一、Linux伙伴系统分配器
伙伴系统分配器大体上分为两类。__get_free_pages()类函数返回分配的第一个页面的线性地址;alloc_pages()类函数返回页面描述符地址。不管以哪种函数进行分配,最终会调用alloc_pages()进行分配页面。
为清楚了解其分配制度,先给个伙伴系统数据的存储框图
也就是每个order对应一个free_area结构,free_area以不同的类型以链表的方式存储这些内存块。
二、主分配函数
下面我们来看这个函数(在UMA模式下)
- #define alloc_pages(gfp_mask, order) \
- alloc_pages_node(numa_node_id(), gfp_mask, order)
- static inline struct page *alloc_pages_node(int nid, gfp_t gfp_mask,
- unsigned int order)
- {
- /* Unknown node is current node */
- if (nid < 0)
- nid = numa_node_id();
- return __alloc_pages(gfp_mask, order, node_zonelist(nid, gfp_mask));
- }
- static inline struct page *
- __alloc_pages(gfp_t gfp_mask, unsigned int order,
- struct zonelist *zonelist)
- {
- return __alloc_pages_nodemask(gfp_mask, order, zonelist, NULL);
- }
上层分配函数__alloc_pages_nodemask()
- /*
- * This is the ‘heart’ of the zoned buddy allocator.
- */
- /*上层分配器运用了各种方式进行*/
- struct page *
- __alloc_pages_nodemask(gfp_t gfp_mask, unsigned int order,
- struct zonelist *zonelist, nodemask_t *nodemask)
- {
- enum zone_type high_zoneidx = gfp_zone(gfp_mask);
- struct zone *preferred_zone;
- struct page *page;
- /* Convert GFP flags to their corresponding migrate type */
- int migratetype = allocflags_to_migratetype(gfp_mask);
- gfp_mask &= gfp_allowed_mask;
- /*调试用*/
- lockdep_trace_alloc(gfp_mask);
- /*如果__GFP_WAIT标志设置了,需要等待和重新调度*/
- might_sleep_if(gfp_mask & __GFP_WAIT);
- /*没有设置对应的宏*/
- if (should_fail_alloc_page(gfp_mask, order))
- return NULL;
- /*
- * Check the zones suitable for the gfp_mask contain at least one
- * valid zone.
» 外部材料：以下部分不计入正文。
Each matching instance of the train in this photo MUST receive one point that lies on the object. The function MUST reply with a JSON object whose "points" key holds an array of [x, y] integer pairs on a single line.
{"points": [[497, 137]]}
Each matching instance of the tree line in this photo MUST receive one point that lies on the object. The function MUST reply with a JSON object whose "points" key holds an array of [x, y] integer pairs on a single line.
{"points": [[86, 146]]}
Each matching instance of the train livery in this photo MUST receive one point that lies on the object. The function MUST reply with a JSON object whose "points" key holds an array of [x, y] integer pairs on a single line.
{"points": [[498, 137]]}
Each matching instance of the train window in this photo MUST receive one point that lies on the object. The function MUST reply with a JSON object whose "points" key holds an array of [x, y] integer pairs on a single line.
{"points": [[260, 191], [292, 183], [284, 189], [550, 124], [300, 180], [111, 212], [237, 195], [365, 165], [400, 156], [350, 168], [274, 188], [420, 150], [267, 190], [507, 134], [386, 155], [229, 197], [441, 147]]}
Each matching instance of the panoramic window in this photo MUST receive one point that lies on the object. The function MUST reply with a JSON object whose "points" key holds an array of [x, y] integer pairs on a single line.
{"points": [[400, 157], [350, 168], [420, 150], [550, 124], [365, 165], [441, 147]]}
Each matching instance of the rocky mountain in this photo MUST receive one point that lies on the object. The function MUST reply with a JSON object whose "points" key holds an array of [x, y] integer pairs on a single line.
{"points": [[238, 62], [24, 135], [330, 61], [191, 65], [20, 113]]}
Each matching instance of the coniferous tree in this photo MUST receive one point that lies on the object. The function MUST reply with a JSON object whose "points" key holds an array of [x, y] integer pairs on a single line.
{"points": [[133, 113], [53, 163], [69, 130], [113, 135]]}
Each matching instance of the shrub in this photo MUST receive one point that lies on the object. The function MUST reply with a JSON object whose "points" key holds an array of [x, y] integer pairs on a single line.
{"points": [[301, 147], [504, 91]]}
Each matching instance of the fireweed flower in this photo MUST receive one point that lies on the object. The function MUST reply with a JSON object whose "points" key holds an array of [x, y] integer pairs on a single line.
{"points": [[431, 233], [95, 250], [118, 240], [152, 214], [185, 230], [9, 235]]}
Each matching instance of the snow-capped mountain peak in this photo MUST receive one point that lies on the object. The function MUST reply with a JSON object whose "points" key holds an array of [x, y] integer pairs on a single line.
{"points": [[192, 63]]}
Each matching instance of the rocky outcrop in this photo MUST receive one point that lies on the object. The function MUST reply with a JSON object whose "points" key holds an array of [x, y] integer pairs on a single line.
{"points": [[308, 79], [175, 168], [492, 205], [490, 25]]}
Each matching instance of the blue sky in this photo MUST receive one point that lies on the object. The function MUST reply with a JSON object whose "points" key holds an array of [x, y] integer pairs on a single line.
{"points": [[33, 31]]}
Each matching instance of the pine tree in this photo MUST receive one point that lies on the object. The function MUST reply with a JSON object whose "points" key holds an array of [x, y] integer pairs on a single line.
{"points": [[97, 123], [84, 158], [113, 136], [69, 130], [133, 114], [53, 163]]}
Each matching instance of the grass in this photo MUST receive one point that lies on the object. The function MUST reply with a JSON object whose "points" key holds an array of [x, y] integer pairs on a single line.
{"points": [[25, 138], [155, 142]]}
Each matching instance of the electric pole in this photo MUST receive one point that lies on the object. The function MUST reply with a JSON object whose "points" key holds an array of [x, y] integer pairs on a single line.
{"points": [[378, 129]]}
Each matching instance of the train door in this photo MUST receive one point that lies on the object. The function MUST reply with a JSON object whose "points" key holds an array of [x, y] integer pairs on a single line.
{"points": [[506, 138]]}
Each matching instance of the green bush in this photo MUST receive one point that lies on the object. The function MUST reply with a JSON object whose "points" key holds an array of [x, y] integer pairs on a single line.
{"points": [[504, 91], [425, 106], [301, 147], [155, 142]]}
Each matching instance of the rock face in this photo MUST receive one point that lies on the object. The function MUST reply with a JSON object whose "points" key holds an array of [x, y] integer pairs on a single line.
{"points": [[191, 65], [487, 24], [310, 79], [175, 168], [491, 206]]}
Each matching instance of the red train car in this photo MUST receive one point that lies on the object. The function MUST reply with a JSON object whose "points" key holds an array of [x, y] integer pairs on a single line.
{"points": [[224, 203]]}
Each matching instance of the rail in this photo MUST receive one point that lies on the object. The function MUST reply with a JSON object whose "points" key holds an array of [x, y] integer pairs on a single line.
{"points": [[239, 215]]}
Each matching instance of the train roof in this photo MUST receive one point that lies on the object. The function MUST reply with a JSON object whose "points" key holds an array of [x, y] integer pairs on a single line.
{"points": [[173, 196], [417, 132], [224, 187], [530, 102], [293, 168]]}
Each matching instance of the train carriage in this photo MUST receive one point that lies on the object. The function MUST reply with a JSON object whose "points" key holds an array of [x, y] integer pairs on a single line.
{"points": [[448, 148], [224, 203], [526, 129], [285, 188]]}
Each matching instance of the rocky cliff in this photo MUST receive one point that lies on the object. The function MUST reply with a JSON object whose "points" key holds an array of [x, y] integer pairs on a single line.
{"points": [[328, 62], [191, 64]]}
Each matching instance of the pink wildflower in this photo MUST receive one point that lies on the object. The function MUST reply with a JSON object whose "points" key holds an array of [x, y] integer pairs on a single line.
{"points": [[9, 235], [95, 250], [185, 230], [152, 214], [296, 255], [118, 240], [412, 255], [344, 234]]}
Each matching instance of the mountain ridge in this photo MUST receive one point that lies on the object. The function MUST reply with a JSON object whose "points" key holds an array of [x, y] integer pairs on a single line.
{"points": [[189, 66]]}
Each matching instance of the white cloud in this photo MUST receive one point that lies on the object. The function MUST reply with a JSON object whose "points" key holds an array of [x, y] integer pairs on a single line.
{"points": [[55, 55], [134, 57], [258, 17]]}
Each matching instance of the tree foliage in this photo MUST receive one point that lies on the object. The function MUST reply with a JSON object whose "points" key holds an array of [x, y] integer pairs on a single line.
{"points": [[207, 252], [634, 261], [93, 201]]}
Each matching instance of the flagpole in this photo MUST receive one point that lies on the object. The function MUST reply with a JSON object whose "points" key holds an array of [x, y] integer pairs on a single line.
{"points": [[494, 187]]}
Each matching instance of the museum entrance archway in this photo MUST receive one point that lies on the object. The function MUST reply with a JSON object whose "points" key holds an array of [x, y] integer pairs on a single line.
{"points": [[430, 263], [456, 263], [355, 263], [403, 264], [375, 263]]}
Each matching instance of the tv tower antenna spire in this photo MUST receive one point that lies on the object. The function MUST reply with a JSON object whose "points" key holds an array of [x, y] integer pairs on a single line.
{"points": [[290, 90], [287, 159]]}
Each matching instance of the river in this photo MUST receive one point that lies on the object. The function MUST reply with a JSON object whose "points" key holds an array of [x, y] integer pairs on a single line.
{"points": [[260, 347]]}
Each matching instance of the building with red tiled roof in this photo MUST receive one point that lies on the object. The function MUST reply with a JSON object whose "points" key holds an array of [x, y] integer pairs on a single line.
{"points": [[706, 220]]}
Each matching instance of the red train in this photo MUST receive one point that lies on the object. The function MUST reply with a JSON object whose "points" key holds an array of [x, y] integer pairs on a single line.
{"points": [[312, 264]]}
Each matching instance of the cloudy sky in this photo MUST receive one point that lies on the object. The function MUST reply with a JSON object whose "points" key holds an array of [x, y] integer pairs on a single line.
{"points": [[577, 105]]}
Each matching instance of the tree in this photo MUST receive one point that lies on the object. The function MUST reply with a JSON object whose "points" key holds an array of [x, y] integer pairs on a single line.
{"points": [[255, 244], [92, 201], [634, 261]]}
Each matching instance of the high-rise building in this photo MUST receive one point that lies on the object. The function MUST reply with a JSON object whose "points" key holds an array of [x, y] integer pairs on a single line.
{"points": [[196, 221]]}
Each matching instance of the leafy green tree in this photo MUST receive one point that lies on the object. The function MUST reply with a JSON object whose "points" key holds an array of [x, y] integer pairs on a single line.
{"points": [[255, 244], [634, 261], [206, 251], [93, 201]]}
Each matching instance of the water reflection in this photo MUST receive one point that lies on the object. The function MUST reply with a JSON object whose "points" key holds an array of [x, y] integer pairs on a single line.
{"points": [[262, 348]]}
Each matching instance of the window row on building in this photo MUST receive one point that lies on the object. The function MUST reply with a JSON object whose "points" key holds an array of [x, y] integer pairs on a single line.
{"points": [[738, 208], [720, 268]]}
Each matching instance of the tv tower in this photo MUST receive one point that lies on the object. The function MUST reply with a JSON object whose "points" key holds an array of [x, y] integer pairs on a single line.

It’s possible to have an empty zonelist as a result
- * of GFP_THISNODE and a memoryless node
- */
- if (unlikely(!zonelist->_zonerefs->zone))
- return NULL;
- /* The preferred zone is used for statistics later */
- /* 英文注释所说*/
- first_zones_zonelist(zonelist, high_zoneidx, nodemask, &preferred_zone);
- if (!preferred_zone)
- return NULL;
- /* First allocation attempt */
- /*从pcp和伙伴系统中正常的分配内存空间*/
- page = get_page_from_freelist(gfp_mask|__GFP_HARDWALL, nodemask, order,
- zonelist, high_zoneidx, ALLOC_WMARK_LOW|ALLOC_CPUSET,
- preferred_zone, migratetype);
- if (unlikely(!page))/*如果上面没有分配到空间,调用下面函数慢速分配,允许等待和回收*/
- page = __alloc_pages_slowpath(gfp_mask, order,
- zonelist, high_zoneidx, nodemask,
- preferred_zone, migratetype);
- /*调试用*/
- trace_mm_page_alloc(page, order, gfp_mask, migratetype);
- return page;
- }
三、从pcp和伙伴系统中正常的分配内存空间
函数get_page_from_freelist()
- /*
- * get_page_from_freelist goes through the zonelist trying to allocate
- * a page.
- */
- /*为分配制定内存空间,遍历每个zone*/
- static struct page *
- get_page_from_freelist(gfp_t gfp_mask, nodemask_t *nodemask, unsigned int order,
- struct zonelist *zonelist, int high_zoneidx, int alloc_flags,
- struct zone *preferred_zone, int migratetype)
- {
- struct zoneref *z;
- struct page *page = NULL;
- int classzone_idx;
- struct zone *zone;
- nodemask_t *allowednodes = NULL;/* zonelist_cache approximation */
- int zlc_active = 0; /* set if using zonelist_cache */
- int did_zlc_setup = 0; /* just call zlc_setup() one time */
- /*zone对应的下标*/
- classzone_idx = zone_idx(preferred_zone);
- zonelist_scan:
- /*
- * Scan zonelist, looking for a zone with enough free.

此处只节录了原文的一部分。